Unique solutions exist for partial data only if the full-state operator is time-invariant.

Learned models accurately reconstruct and predict system trajectories.

Abstract

Standard projection-based model reduction for dynamical systems incurs closure error because it only accounts for instantaneous dependence on the resolved state. From the Mori-Zwanzig (MZ) perspective, projecting the full dynamics onto a low-dimensional resolved subspace induces additional noise and memory terms arising from the dynamics of the unresolved component in the orthogonal complement. The memory term makes the resolved dynamics explicitly history dependent. In this work, based on the MZ identity, we derive exact, history-enriched models for the resolved dynamics of linear driven dynamical systems and formulate inverse problems to learn model operators from discrete snapshot data via least-squares regression.

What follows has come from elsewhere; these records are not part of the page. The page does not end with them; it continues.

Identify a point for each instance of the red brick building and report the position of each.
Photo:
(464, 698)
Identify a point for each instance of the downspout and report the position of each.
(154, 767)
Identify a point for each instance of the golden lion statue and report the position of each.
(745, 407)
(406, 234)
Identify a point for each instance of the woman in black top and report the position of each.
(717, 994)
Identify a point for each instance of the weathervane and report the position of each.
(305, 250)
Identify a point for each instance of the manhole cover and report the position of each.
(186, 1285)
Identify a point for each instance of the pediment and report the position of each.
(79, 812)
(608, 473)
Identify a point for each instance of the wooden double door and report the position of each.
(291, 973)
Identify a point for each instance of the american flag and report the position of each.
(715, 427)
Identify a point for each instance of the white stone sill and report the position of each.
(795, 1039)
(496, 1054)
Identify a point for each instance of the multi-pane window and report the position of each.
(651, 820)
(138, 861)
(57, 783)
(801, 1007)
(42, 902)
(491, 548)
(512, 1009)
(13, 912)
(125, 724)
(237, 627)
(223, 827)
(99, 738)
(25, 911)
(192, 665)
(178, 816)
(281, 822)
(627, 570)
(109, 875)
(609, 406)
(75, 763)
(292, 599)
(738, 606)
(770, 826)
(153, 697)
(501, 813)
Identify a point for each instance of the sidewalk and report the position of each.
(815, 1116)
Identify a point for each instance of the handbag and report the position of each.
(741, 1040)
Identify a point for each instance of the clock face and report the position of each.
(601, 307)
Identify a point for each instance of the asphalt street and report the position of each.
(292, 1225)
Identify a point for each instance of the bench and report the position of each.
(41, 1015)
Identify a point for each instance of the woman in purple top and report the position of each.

We propose a greedy time-marching scheme to solve the inverse problems efficiently and analyze operator identifiability under full and partial observation data availability. For full observation data, we show that, under mild assumptions, the operators are identifiable even when the full-state dynamics are governed by a general time-varying linear operator, whereas with partial observation data the inverse problem has a unique solution only when the full-state operator is time-invariant. To address the resulting non-uniqueness in the time-varying case, we introduce a time-smoothing Tikhonov regularization. Numerical results demonstrate that the operators can be faithfully reconstructed from both full and partial observation data and that the learned history-enriched MZ models yield accurate trajectories of the resolved state.